Producer price inflation (final manufactured goods) slowed to +0.1% y/y in May from +0.5% in April, marking the lowest reading yet this year. The print was lower than Bloomberg consensus estimates of +0.5% y/y.
May’s lower PPI reading was mainly driven by ‘food’ and ‘coke, petroleum & chemical products’.
- ‘Food’ inflation slowed notably to +3.0% y/y from +4.9% y/y in April, marking the lowest reading since April 2024.
- ‘Coke, petroleum & chemical products’ reported deflation of -6.4% y/y from -5.5% y/y in April as diesel and petrol moved further into deflationary territory (-15.1% y/y and -18.7% y/y, respectively).
Most other key categories also reported lower PPI readings in May, contributing to the very low headline reading.
Two exceptions were ‘transport equipment’ (+0.2% y/y in May from -3.8% y/y in April) and ‘paper & printed products’ (-2.9% y/y in May from -3.5% y/y in April).

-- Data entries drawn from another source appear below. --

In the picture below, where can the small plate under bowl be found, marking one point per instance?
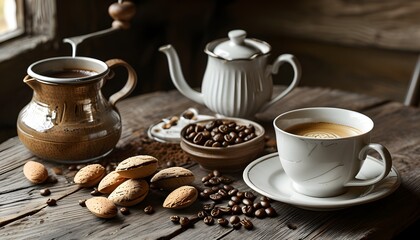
(267, 177)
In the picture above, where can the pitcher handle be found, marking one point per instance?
(292, 60)
(129, 85)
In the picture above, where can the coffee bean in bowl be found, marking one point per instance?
(227, 144)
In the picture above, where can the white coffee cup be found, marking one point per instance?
(325, 167)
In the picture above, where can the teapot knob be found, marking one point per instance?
(237, 36)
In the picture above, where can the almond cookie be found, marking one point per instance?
(181, 197)
(110, 182)
(171, 178)
(89, 175)
(35, 172)
(130, 192)
(138, 166)
(101, 207)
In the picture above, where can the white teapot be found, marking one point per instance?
(237, 81)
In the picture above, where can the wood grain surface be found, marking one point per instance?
(24, 213)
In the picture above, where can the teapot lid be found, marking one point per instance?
(238, 47)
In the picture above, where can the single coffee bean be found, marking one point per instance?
(260, 213)
(45, 192)
(265, 204)
(201, 214)
(234, 219)
(125, 211)
(175, 219)
(215, 212)
(51, 202)
(209, 220)
(271, 212)
(184, 221)
(247, 224)
(236, 209)
(222, 222)
(149, 209)
(82, 202)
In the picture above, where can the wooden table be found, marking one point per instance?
(24, 213)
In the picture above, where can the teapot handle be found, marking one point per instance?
(129, 85)
(292, 60)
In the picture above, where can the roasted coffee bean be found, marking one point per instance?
(237, 226)
(222, 222)
(260, 213)
(257, 205)
(236, 209)
(51, 202)
(184, 221)
(45, 192)
(248, 210)
(216, 197)
(201, 214)
(249, 195)
(82, 202)
(149, 209)
(271, 212)
(247, 224)
(234, 219)
(95, 192)
(265, 204)
(175, 219)
(247, 201)
(233, 192)
(125, 211)
(209, 220)
(215, 212)
(225, 210)
(208, 207)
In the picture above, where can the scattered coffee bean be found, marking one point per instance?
(149, 209)
(125, 211)
(209, 220)
(95, 192)
(234, 219)
(175, 219)
(82, 202)
(51, 202)
(184, 221)
(222, 222)
(45, 192)
(247, 224)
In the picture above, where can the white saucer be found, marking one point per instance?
(266, 176)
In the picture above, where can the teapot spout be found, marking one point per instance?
(177, 75)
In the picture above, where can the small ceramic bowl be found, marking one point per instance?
(233, 158)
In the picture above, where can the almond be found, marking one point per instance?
(101, 207)
(35, 172)
(171, 178)
(130, 192)
(89, 175)
(138, 166)
(181, 197)
(110, 182)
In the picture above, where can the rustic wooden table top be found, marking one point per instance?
(24, 213)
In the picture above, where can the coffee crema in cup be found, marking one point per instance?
(71, 73)
(324, 130)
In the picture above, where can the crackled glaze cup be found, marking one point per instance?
(323, 149)
(68, 119)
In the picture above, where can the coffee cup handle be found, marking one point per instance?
(387, 164)
(292, 60)
(129, 85)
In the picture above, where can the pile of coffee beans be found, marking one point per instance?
(218, 133)
(218, 190)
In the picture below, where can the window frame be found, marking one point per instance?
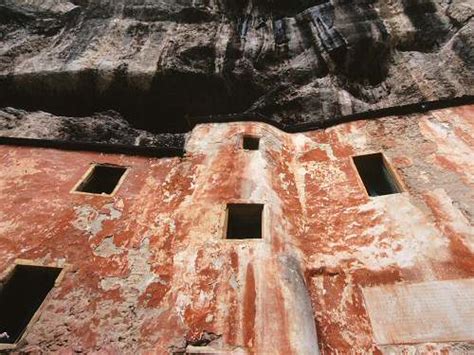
(388, 164)
(89, 172)
(8, 273)
(250, 136)
(262, 222)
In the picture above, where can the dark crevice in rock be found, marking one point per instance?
(162, 107)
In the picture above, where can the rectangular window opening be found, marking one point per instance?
(376, 175)
(250, 142)
(21, 295)
(244, 221)
(103, 179)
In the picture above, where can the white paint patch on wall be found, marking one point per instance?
(435, 311)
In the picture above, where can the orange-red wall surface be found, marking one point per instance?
(149, 270)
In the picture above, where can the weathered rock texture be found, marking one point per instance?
(155, 62)
(150, 272)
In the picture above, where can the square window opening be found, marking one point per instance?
(250, 142)
(103, 179)
(376, 175)
(21, 295)
(244, 221)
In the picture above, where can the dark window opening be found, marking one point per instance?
(251, 143)
(103, 179)
(376, 175)
(244, 221)
(20, 297)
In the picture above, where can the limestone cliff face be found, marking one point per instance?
(158, 62)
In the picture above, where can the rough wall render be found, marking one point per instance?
(150, 271)
(433, 311)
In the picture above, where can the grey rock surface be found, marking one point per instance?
(159, 62)
(106, 127)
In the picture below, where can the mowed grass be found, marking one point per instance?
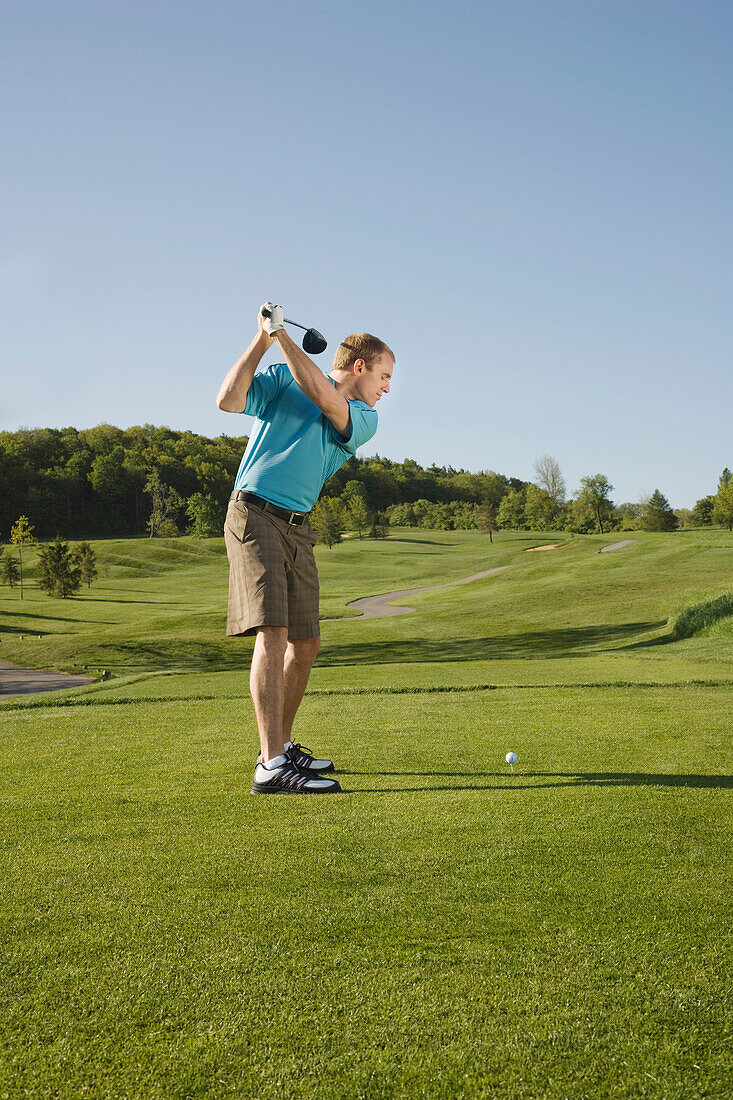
(442, 928)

Finally, PPI for intermediate goods slowed to +6.9% y/y in May from +8.5% y/y in April.
Why does it matter?
May marks three consecutive months of PPI below +1.0% y/y, suggesting that inflationary pressures remained subdued through most of H1 2025.
The latest slowdown in the PPI should also ensure that possible accelerations in future CPI should be moderate and occur gradually. This is particularly true of food inflation. If food producer prices continue to see slower inflation, consumer food price inflation could well remain anchored near its current historical low.
Looking ahead, a sharp increase in oil prices during June is likely to start putting upward pressure on fuel costs and could begin to reverse fuel deflation. As such, producer price inflation is likely bottoming out and should begin to rise gradually through the second half of 2025.